[PATCH] index-pack: --clone-bundle option

[Date Prev][Date Next][Thread Prev][Thread Next][Date Index][Thread Index]

 



Teach a new option "--clone-bundle" to "git index-pack" to create a
split bundle file that uses an existing packfile as its data part.

The expected "typical" preparation for helping initial clone would
start by preparing a packfile that contains most of the history and
add another packfile that contains the remainder (e.g. the objects
that are only reachable from reflog entries).  The first pack can
then be used as the data part of a split bundle and these two files
can be served as static files to bootstrap the clients without
incurring any more CPU cycles to the server side.

Among the objects in the packfile, the ones that are not referenced
by no other objects are identified and recorded as the "references"
in the resulting bundle.  As the packfile does not record any ref
information, however, the names of the "references" recorded in the
bundle need to be synthesized; we arbitrarily choose to record the
object whose name is $SHA1 as refs/objects/$SHA1.

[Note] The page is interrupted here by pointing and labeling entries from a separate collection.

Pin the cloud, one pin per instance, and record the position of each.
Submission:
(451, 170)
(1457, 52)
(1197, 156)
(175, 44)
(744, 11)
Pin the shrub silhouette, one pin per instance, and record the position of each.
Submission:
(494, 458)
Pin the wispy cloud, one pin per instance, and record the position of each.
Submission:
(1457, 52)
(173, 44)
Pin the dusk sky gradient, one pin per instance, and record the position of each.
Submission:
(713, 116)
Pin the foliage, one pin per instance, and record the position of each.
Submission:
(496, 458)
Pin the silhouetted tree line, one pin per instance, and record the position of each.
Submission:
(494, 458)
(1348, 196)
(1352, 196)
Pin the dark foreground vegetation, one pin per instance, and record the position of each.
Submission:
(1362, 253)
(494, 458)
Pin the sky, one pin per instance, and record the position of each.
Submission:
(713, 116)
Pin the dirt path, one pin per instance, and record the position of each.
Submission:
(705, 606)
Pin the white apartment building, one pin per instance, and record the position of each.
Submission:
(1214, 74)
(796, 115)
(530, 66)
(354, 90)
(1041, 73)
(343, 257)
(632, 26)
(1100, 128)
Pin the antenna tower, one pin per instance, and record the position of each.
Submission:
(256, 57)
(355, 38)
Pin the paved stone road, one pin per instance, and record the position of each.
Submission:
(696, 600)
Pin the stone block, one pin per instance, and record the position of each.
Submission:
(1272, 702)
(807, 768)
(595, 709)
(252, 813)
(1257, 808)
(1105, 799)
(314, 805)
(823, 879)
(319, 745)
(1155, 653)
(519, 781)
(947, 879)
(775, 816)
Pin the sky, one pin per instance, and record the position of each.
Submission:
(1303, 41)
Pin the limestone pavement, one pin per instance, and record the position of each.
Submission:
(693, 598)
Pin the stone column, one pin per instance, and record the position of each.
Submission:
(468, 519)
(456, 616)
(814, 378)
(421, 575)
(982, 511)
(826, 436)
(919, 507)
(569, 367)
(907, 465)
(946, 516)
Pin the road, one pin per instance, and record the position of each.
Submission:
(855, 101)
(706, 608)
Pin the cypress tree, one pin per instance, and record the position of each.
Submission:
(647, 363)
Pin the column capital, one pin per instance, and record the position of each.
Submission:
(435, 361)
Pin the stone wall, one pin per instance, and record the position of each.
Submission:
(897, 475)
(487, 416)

Note that this name choice does not matter very much in the larger
picture.  As an initial clone that bootstraps from a clone-bundle is
expected to do a rough equivalent of:

    # create a new repository
    git init new-repository &&
    git remote add origin $URL &&

    # prime the object store and anchor the history to temporary
    # references
    git fetch $bundle 'refs/*:refs/temporary/*' &&

    # fetch the more recent history from the true origin
    git fetch origin &&
    git checkout -f &&

    # remove the temporary refs
    git for-each-ref -z --format=%(refname) refs/temporary/ |
    xargs -0 git update-ref -d

the names recorded in the bundle will not really matter to the end
result.

Signed-off-by: Junio C Hamano <gitster@xxxxxxxxx>
---

 * The upcoming "another one" looks like this.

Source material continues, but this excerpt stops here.